Il trattamento va considerato a partire dai 4-5 anni d’età.

Trattamento conservativo (4–8 anni)

In questa fascia d’età, l’approccio preferenziale è conservativo e si basa sull’uso di plantari correttivi. Questi dispositivi aiutano a mantenere una corretta postura del piede durante la camminata.

Trattamento chirurgico (dopo gli 8 anni)

L’indicazione all’intervento chirurgico si pone nei pazienti con piattismo persistente oltre gli 8 anni, non risolto dal trattamento conservativo.

L’intervento di prima scelta in età pediatrica è rappresentato dall’artrorisi, una procedura mini-invasiva che consiste nell’inserimento di un dispositivo (vite o endortesi) tra astragalo e calcagno. Questo consente un riallineamento progressivo delle ossa durante la crescita, favorendo la correzione del difetto. Nella nostra unità operativa i dispositivi utilizzati sono prevalentemente di tipo riassorbibile.

Tecniche chirurgiche

1. Vite calcaneo-stop riassorbibile

La tecnica più diffusa prevede l’inserimento di una vite riassorbibile nel seno del tarso, tramite una piccola incisione. La vite agisce come un freno meccanico e propriocettivo, impedendo lo scivolamento del calcagno rispetto all’astragalo.

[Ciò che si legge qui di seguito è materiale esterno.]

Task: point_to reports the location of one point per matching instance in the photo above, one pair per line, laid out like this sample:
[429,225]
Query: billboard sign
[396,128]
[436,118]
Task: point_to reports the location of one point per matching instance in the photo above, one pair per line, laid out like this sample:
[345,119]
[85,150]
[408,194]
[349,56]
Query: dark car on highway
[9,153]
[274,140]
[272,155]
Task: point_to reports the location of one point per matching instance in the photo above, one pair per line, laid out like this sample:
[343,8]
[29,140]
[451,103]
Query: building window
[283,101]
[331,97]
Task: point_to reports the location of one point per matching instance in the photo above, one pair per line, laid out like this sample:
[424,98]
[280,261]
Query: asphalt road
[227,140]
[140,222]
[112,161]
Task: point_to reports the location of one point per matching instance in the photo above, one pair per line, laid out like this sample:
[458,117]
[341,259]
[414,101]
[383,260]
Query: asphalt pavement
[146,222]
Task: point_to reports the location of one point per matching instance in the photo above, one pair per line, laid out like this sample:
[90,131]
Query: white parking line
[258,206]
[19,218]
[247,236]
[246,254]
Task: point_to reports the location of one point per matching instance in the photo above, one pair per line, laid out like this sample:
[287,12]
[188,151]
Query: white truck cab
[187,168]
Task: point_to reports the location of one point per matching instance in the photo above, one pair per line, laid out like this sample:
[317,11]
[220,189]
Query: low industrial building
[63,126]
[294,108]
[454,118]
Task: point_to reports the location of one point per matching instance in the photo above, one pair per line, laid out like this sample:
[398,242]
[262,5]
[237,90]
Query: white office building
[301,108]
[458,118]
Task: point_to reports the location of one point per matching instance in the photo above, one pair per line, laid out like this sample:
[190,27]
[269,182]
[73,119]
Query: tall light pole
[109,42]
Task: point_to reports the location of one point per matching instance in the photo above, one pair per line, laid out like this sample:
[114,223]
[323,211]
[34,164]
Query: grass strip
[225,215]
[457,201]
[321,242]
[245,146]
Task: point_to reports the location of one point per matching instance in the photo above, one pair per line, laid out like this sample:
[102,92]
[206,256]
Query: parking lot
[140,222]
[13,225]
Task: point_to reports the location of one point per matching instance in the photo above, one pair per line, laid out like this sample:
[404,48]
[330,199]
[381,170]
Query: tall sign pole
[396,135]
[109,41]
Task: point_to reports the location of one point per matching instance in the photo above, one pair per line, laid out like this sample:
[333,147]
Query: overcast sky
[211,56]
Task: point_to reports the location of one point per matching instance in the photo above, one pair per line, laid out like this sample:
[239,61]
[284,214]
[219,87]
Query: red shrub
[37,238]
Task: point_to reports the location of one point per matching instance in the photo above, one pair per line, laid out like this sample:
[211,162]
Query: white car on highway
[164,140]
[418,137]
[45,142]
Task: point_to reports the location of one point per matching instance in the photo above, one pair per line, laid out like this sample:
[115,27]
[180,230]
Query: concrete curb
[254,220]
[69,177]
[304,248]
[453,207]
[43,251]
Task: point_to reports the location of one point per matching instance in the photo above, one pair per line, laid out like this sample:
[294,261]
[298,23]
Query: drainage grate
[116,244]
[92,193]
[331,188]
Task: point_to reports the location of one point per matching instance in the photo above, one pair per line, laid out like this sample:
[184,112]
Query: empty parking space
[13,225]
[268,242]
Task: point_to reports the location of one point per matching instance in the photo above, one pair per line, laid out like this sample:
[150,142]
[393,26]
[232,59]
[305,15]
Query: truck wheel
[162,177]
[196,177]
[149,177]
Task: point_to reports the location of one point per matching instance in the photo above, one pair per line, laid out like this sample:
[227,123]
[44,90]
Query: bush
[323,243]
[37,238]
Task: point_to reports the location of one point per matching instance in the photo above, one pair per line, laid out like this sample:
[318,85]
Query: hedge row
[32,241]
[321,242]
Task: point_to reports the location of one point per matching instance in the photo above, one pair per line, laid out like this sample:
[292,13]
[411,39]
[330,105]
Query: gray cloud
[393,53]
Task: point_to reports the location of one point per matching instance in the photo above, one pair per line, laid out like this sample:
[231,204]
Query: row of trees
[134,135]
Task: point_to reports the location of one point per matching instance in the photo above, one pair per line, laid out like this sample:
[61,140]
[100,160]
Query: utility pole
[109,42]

  • Breve durata dell’intervento.
  • Riabilitazione: il bambino può alzarsi in piedi il giorno successivo con tutori, deambulando con stampelle. I tutori vengono rimossi dopo circa 3-4 settimane.
  • Il materiale impiegato (acido poli-L-lattico) si riassorbe entro circa 3-4 anni, eliminando la necessità di un secondo intervento per la rimozione.
Vite calcaneo-stop riassorbibile
Vite calcaneo-stop riassorbibile
2. Endortesi riassorbibile

Con questa tecnica, un piccolo dispositivo viene inserito nel seno del tarso attraverso una microincisione. Anche in questo caso il materiale è riassorbibile. Si tratta della tecnica chirurgica meno invasiva, con potenziale correttivo paragonabile ad altre soluzioni.

Dopo l’intervento si utilizzano tutori di tipo Walker per circa 3 settimane.

Endortesi riassorbibile
Endortesi riassorbibile

Procedure associate

  • Allungamento del tendine d’Achille: indicato nei casi in cui il piede non raggiunge l’angolo retto.
  • Rimozione dello scafoide accessorio: se presente, può essere asportato e il tendine del muscolo tibiale posteriore viene ritensionato.
  • Rimozione della sinostosi tarsale.

Decorso post-operatorio

Dopo l’intervento chirurgico (calcaneo-stop o endortesi):

  • Il bambino utilizzerà i tutori Walker per 3 settimane (4 se sono stati eseguiti tempi chirurgici accessori)
  • Successivamente si potrà riprendere l’attività in acqua o in piscina
  • Per i successivi 6 mesi, devono essere evitati:
    • Sport di impatto
    • Attività fisica scolastica
    • Salti o corsa
Piede piatto nel bambino: situazione pre-operatoria (a sinistra) e post-operatoria (a destra)
Piede piatto nel bambino: situazione pre-operatoria (a sinistra) e post-operatoria (a destra)

Autori: Dr. Massimiliano Mosca e Dr. Silvio Caravelli, Ortopedia Bentivoglio, Istituto Ortopedico Rizzoli
Scheda revisionata il: 28 maggio 2025.